Primary tumor tissue was obtained from patients diagnosed with PCa who underwent radical prostatectomy at Thomas Jefferson University Hospital in accordance with Institutional Review Board standards and in compliance with federal regulations governing research on de-identified specimens and/or clinical data (45 CFR 46.102(f)). Tumors were dissected by a clinical pathologist under sterile conditions and collected in processing media: improved minimum essential medium (5% fetal bovine serum, 0.01 mg/ml insulin (Invitrogen, 12585-014), 30 μM hydrocortisone (Sigma-Aldrich, St Louis, MO, USA, H-0888) and penicillin/streptomycin).
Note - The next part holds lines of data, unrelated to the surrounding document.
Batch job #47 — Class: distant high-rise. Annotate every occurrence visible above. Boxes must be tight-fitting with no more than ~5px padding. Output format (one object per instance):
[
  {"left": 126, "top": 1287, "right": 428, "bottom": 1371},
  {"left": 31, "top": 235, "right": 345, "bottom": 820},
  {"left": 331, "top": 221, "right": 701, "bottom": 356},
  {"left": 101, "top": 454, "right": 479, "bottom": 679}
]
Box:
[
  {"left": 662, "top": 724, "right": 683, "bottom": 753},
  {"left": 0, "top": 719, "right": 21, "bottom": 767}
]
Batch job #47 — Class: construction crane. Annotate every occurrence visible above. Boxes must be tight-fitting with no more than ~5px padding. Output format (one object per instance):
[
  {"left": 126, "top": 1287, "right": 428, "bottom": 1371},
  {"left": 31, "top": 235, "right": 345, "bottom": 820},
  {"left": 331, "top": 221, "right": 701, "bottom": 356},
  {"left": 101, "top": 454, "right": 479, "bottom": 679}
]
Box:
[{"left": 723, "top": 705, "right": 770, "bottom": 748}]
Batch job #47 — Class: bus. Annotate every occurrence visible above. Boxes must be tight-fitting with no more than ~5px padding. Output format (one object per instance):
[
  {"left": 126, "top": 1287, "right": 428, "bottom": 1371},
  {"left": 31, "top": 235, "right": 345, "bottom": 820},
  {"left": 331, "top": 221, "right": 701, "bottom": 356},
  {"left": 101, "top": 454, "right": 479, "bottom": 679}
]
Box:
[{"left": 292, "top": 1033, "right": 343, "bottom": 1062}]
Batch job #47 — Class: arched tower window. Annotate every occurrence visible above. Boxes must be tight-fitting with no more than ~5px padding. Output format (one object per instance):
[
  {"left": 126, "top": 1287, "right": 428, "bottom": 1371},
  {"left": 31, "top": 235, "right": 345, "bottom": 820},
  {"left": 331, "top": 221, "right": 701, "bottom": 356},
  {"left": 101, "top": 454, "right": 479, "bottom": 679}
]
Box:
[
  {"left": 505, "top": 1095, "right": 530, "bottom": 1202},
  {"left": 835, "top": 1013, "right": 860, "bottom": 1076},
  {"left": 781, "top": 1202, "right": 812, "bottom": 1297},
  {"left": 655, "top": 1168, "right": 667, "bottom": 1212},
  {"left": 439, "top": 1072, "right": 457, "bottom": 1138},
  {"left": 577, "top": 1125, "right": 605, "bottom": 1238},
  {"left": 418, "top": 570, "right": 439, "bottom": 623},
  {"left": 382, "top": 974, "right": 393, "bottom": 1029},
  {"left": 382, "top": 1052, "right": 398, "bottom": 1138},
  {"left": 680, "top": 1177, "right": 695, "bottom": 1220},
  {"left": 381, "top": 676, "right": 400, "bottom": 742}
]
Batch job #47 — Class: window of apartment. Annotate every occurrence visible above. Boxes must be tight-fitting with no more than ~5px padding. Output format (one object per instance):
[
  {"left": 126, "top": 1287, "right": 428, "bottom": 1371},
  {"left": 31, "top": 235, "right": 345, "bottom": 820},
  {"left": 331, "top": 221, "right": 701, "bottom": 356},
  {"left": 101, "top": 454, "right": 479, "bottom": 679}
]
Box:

Tissue was minced into ∼1 mm3 pieces and placed (2–3 pieces per well) in a 24-well plate on pre-soaked, 1 cm3 dental sponges (Novartis Animal Health, Greensboro, NC, USA, Vetspon) containing 0.5 ml of processing media with either 0.5 or 1 μM PD. Treatments and controls were refreshed every 48 h and explants were harvested at early and late time points (days 2 and 6, respectively) for histological assessment. Control- and PD-treated explants (n=5 patients) with evidence of glandular epithelial tissue, as determined by a clinical pathologist, were stained for Ki-67 using clinically approved protocols by the Thomas Jefferson University Hospital. Xenograft and explant stained slides were quantified for percent Ki-67 using an AperioScope AT and Spectrum software using the nuclear staining algorithm (Aperio Technologies, Vista, CA, USA).